Almost a decade later, in 2003, I went to Nicanor’s house in Las Cruces for the first time. I was pretty much uninvited then, too, but Nicanor knew that his friends were bringing with them a professor and aspiring poet, still in his twenties, who was longing to meet him. When people are almost ninety years old, it’s highly probable that they’ll die at any moment, but Nicanor was still going strong.

Conversations with him were always an adventure. They began with an exchange of pennants, followed by a few loose, exploratory phrases that were really his most recent poems, his thoughts from the week. During lunch, he’d talk about the joys of wine, the unbeatable pork roll from Las Cruces, the interesting color of the tomatoes. The best part was the conversation after the meal, when the script would take off in unexpected directions and he didn’t seem to be trying to teach anything, although one always learned a great deal.

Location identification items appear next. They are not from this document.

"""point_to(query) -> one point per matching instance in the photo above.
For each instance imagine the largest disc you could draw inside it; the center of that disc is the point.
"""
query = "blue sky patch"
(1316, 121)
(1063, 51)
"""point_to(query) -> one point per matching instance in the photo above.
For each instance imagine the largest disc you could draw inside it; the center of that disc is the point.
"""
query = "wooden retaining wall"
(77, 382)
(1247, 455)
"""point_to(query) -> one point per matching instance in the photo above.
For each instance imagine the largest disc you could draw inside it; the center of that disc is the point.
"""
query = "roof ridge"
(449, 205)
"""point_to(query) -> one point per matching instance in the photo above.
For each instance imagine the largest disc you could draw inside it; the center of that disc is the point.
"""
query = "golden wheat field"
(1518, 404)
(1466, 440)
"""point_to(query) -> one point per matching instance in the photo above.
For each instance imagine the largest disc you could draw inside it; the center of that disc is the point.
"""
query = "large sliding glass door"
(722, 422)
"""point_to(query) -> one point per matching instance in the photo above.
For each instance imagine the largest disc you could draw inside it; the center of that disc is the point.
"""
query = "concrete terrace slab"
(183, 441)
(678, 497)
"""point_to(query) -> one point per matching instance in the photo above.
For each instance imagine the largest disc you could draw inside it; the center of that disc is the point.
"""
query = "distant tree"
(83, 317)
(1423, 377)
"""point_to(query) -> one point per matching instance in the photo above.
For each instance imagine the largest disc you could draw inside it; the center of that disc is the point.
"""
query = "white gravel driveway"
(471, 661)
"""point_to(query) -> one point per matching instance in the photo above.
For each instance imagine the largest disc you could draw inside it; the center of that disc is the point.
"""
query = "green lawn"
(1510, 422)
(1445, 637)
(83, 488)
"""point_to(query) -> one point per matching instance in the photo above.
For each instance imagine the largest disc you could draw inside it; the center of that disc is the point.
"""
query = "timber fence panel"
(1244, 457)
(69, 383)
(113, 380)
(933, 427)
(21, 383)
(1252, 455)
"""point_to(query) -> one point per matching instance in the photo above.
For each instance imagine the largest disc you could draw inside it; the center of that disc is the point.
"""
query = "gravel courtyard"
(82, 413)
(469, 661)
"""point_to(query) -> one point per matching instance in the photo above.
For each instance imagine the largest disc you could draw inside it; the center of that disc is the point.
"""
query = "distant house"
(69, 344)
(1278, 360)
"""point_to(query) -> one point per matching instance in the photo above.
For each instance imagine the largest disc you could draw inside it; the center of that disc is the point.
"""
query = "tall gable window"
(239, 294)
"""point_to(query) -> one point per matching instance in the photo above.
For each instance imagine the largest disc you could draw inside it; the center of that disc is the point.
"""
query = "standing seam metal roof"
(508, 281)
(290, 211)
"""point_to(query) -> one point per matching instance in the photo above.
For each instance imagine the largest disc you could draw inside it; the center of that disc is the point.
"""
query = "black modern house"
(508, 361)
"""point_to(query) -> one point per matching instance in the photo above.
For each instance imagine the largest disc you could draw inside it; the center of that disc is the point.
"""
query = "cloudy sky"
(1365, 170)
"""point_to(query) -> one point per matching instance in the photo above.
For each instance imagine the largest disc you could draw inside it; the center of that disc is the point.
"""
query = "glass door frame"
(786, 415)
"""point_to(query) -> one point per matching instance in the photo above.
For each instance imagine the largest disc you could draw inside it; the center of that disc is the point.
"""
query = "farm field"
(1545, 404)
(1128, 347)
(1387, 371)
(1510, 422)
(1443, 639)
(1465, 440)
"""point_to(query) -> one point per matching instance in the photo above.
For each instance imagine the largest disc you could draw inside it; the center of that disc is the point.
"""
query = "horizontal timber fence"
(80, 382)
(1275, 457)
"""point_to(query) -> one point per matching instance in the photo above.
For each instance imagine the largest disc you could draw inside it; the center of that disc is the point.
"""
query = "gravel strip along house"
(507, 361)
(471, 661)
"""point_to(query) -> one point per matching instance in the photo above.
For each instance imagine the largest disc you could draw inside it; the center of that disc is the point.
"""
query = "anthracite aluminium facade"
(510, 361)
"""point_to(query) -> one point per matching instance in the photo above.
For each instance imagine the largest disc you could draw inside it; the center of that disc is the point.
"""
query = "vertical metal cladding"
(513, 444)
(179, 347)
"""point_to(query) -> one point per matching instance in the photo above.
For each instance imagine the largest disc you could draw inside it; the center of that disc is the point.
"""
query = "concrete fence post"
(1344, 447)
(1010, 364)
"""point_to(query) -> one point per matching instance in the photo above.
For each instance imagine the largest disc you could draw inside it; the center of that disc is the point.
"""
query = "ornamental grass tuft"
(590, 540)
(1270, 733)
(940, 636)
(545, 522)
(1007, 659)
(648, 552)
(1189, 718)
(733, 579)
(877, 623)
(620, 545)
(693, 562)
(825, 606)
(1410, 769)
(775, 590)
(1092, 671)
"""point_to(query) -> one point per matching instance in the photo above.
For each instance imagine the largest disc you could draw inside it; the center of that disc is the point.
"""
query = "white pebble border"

The press and the academy demonstrated a persistent, sometimes insistent, interest in digging around in his life, but the truth is that, except for the usual enumeration of children and romances, we know little about Nicanor Parra. His relationship with interviews was complicated. “Every question is an impertinence, an aggression,” he declared, with paradoxical warmth. Sometimes he refused interviews outright; at other times, he would open up with long preambles that led to nothing. But a skilled observer would always leave Nicanor’s house with enough material for a good article. Interviewing Parra, in fact, became a kind of elective but important rite of passage for cultural journalists in Chile.